Identify which domain the contribution targets:

Domain Territory Agent
internet-finance domains/internet-finance/ Rio
entertainment domains/entertainment/ Clay
ai-alignment domains/ai-alignment/ Theseus
health domains/health/ Vida
grand-strategy core/grand-strategy/ Leo

Step 2: Determine Input Type

Ask the user what they're contributing:

A) URL — Fetch the content, create source archive, extract claims. B) Text/report — User pastes or provides content directly. Create source archive, extract claims. C) PDF — User provides a file path. Read it, create source archive, extract claims. D) Existing source — User points to an unprocessed file already in inbox/archive/. Extract claims from it.

Step 3: Create Branch

git checkout main
git pull origin main
git checkout -b contrib/{github-handle}/{brief-slug}

Use contrib/ as the branch prefix with the contributor's GitHub handle (e.g., contrib/alex/alignment-report). This clearly marks the PR as a human contribution. The target domain is signaled by the claim file locations, not the branch name — keeping branch naming consistent across all contributors regardless of which domain they're contributing to.

Step 4: Archive the Source

Create a file in inbox/archive/ following this naming convention:

YYYY-MM-DD-{author-handle}-{brief-slug}.md

Frontmatter template:

---
type: source
title: "Source title"
author: "Author Name"
url: https://original-url-if-exists
date: YYYY-MM-DD
domain: {domain}
format: essay | paper | report | thread | newsletter | whitepaper | news
status: unprocessed
tags: [tag1, tag2, tag3]
contributor: "{name from contributor.yml}"
contributor_github: "{github from contributor.yml}"
---

Attribution distinction: The author field is who wrote the original source (e.g., a researcher, journalist). The contributor field is who brought it to the knowledge base (the Teleo contributor). These are often different people. If the contributor IS the author (e.g., submitting their own analysis), set both to the same name.

After the frontmatter, include the FULL content of the source. More content = better extraction.

Step 5: Scan Existing Knowledge

Before extracting, check what already exists to avoid duplicates:

# List existing claims in the target domain
ls domains/{domain}/

# Read titles — each filename IS a claim
# Check for semantic overlap with what you're about to extract

Also scan:

  • foundations/ — domain-independent theory
  • core/ — shared worldview and axioms
  • The domain agent's beliefs: agents/{agent}/beliefs.md

Step 6: Extract Claims

Follow skills/extract.md. For each claim:

  1. Title IS the claim. Must pass: "This note argues that [title]" works as a sentence.

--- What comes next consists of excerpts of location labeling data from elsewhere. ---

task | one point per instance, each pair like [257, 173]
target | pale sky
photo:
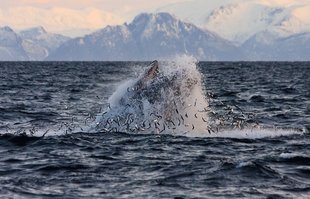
[73, 17]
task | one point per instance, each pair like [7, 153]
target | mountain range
[161, 36]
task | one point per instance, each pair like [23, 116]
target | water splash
[168, 99]
[171, 99]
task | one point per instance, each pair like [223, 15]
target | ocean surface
[49, 147]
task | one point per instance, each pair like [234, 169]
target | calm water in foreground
[54, 97]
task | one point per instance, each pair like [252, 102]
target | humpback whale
[162, 98]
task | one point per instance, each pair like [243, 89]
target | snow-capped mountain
[39, 44]
[11, 46]
[149, 36]
[238, 20]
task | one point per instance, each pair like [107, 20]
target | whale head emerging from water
[165, 96]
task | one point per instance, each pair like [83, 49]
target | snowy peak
[38, 43]
[8, 37]
[11, 45]
[32, 32]
[147, 37]
[238, 20]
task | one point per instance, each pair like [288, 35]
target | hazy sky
[68, 16]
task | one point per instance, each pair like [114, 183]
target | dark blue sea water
[58, 99]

    • Good: OpenAI's shift to capped-profit created structural misalignment between safety mission and fiduciary obligations.md
    • Bad: OpenAI corporate structure.md
  2. Frontmatter:

---
type: claim
domain: {domain}
description: "one sentence adding context beyond the title"
confidence: proven | likely | experimental | speculative
source: "{contributor name} — based on {source reference}"
created: YYYY-MM-DD
---
  1. Body:
# [claim title as prose]

[Argument — why this is supported, evidence]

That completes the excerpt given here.